We have stated in the case of Smith v. State, 273 Ark. 47, 616 S.W.2d 14 (1981):

Evidence of a victim’s violent character, including evidence of specific acts, is admissible where a claim of justification is raised. Such evidence is relevant to the issue of who was the aggressor and whether or not the accused reasonably believed he was in danger of suffering unlawful deadly physical force (cites omitted).

The broad rule could hardly be more clearly stated than through the above quotation. The majority relies to a great extent on the case of McClellan v. State, 264 Ark. 223, 570 S.W.2d 278 (1978). However, as I view McClellan, it did not preclude the ruling in Smith. In McClellan we stated:

Thus the question is, when is a trait of character strictly in issue? The answer, in the language of Rule 405 (b), is when the trait is “an essential element of a charge, claim, or defense.”

We further explain in McClellan that the trait of character sought to be proven must be an “operative fact” in order to allow such facts to be presented in evidence. Our conclusion in McClellan was stated as follows: “In the case at bar the question, then, is whether Sitz’s character as an aggressive person was ‘an essential element’ of McClellan’s defense of self-defense. Obviously it was not.”

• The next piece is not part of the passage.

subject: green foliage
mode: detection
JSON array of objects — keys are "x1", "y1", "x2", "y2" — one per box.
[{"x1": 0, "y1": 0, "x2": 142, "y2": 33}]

In the present case no one can deny that from the very beginning an “essential element” of the appellant’s defense was justification. It was obvious that he relied upon the general reputation that the decedents were of such a character as to render them almost certain to be the aggressors in the present case. Thus, I do not feel that McClellan v. State, supra, is contrary to this holding. However, if it should be, it is clearly overruled in Smith v. State, supra, since Smith was the latest pronouncement on the subject by this court.